金属粉を金型内で押し固め(成形)、融点より低い温度で加熱(焼結)することで製造した製品で、機械の構成部品として使用されるものです。
どのような機械に使われていますか?
自動車やバイク、コピー機、家電、電動工具など、身の回りの多くの機械に使用されています。

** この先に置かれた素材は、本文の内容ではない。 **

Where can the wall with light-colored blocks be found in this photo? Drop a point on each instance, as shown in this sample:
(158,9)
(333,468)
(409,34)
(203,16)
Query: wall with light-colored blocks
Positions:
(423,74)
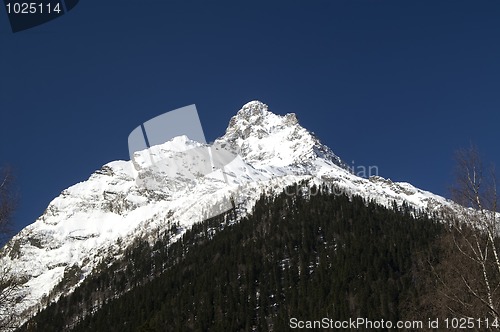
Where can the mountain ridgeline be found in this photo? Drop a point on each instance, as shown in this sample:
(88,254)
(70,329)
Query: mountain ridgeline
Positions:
(306,253)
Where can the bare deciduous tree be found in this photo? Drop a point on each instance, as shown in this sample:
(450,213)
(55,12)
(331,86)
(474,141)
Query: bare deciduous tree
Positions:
(467,273)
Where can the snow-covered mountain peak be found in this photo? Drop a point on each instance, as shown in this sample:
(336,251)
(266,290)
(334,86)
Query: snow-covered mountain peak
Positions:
(262,138)
(179,182)
(255,119)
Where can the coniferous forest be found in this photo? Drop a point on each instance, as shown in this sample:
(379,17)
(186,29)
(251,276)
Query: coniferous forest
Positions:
(302,256)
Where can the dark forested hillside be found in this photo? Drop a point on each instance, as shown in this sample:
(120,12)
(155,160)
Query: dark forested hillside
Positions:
(302,256)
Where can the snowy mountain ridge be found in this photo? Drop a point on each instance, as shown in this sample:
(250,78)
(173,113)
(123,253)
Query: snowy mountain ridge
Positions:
(95,219)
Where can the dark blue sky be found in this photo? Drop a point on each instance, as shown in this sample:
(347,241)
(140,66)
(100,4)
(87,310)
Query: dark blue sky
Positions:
(396,84)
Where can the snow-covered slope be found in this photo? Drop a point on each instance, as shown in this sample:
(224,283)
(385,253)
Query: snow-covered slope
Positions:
(95,219)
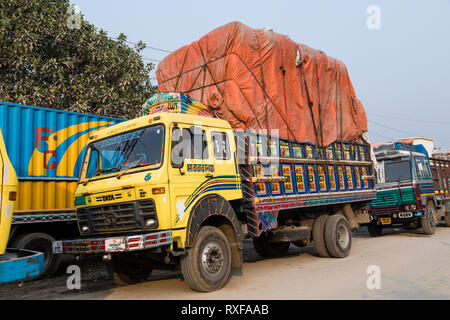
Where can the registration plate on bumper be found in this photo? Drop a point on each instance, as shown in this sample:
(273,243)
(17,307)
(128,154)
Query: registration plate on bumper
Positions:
(115,244)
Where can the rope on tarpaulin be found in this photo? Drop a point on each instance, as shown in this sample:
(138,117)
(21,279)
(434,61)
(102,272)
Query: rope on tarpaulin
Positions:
(254,76)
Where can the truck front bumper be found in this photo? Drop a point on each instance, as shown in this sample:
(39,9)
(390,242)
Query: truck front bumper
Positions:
(114,244)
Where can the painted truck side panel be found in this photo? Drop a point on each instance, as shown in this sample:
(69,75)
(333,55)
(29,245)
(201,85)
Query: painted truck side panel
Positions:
(46,147)
(8,183)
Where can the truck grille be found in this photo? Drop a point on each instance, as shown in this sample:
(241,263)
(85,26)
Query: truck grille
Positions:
(118,216)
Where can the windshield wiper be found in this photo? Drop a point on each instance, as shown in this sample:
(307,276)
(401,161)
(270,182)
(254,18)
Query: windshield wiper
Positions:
(133,167)
(98,172)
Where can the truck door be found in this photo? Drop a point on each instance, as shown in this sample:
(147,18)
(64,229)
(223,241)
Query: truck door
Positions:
(191,165)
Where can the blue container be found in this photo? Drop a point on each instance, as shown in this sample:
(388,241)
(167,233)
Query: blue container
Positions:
(20,264)
(45,143)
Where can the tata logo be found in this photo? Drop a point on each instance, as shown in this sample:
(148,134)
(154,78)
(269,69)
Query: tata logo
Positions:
(108,197)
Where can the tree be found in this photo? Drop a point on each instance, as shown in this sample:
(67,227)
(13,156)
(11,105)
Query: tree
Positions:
(45,61)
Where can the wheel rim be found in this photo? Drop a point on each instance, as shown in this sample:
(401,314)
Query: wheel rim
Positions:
(212,258)
(343,238)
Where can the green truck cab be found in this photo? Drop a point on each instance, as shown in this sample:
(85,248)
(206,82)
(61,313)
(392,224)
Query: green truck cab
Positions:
(405,190)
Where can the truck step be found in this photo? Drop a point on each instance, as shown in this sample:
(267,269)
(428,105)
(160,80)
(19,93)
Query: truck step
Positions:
(290,234)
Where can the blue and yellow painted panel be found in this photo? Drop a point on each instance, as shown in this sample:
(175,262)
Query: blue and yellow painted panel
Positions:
(46,148)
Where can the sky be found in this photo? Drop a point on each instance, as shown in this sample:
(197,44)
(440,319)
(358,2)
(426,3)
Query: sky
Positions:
(400,71)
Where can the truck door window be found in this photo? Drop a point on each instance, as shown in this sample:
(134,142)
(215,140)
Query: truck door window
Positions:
(221,146)
(93,164)
(421,167)
(188,143)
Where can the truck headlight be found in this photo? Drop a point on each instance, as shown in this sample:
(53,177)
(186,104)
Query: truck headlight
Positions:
(149,223)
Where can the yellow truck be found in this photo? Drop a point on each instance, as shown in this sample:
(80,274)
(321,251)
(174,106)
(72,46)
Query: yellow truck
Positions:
(180,188)
(15,264)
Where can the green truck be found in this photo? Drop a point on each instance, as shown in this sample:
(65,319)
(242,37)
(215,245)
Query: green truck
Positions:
(408,196)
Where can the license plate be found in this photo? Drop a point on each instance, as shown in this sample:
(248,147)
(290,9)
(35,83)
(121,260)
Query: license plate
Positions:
(405,215)
(115,244)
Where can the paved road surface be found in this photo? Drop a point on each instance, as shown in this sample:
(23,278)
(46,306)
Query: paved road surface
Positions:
(412,265)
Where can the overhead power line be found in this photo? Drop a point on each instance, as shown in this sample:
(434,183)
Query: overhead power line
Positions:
(148,47)
(151,59)
(406,119)
(400,131)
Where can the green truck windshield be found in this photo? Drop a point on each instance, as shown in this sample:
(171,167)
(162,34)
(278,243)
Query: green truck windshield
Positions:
(397,171)
(142,147)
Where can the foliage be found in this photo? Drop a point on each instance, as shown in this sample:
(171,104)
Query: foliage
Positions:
(46,63)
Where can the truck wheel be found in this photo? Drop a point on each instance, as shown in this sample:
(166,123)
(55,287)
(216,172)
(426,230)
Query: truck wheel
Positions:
(375,230)
(447,219)
(338,236)
(40,242)
(428,222)
(128,269)
(319,236)
(207,265)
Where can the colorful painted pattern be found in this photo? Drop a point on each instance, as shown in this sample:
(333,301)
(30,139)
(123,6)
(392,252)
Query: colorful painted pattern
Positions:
(175,102)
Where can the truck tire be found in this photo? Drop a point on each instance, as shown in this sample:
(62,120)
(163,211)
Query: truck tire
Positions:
(374,230)
(447,219)
(428,222)
(207,265)
(40,242)
(319,236)
(126,269)
(338,236)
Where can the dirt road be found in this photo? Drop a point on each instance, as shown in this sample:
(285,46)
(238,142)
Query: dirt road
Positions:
(412,266)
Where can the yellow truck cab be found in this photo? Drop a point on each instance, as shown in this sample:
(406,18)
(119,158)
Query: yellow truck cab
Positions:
(131,181)
(180,187)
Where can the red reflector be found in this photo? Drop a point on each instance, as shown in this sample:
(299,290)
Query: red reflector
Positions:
(12,196)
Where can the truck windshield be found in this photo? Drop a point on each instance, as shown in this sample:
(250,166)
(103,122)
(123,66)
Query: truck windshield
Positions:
(142,147)
(397,171)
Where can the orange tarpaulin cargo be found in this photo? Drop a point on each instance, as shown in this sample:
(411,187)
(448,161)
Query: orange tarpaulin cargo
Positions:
(260,79)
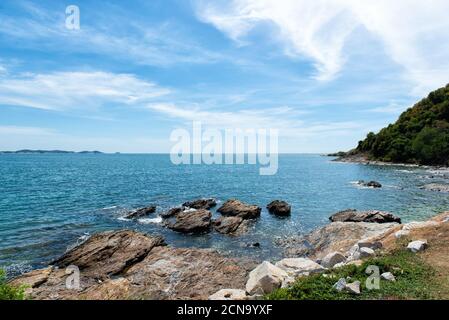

焼結機械部品が適している代表的な部品の例を教えて下さい。
ギヤ、カム、ブッシュ、ピニオン、ポンプ部品などが代表例です。複雑形状や中・大量生産、耐摩耗性 が求められる用途に適しています。
使用される材料について教えて下さい。
鉄、銅、ステンレス、黄銅(真鍮)、青銅などがあります。その他、アルミニウム、ニッケル、チタン、タングステンなど、粉末にできればほとんどの原料が使用可能です。
金属粉の大きさはどの程度ですか?
一般的に数µmから100µm程度の大きさの粉末を使用します。
どうして粉末から作るのですか?
複雑な形状を切削加工なしで製造できることで、材料の無駄が少なく、コストを下げられるためです。経済性と環境の両方に良い工法です。また、様々な特性の原料粉末を配合できることから、溶製材では実現できない特性を持った部品を製造できることも特徴です。
どのように環境に良いか教えて下さい。
切削加工しないことで材料の無駄を少なく製造でき、リサイクル粉末も使えます。省エネにもつがる工法です。
粉末から作ることでもろくはなりませんか?
しっかり焼結しているので、十分な機械的強度があり、自動車のエンジンやトラスミッションの部品にも使われています。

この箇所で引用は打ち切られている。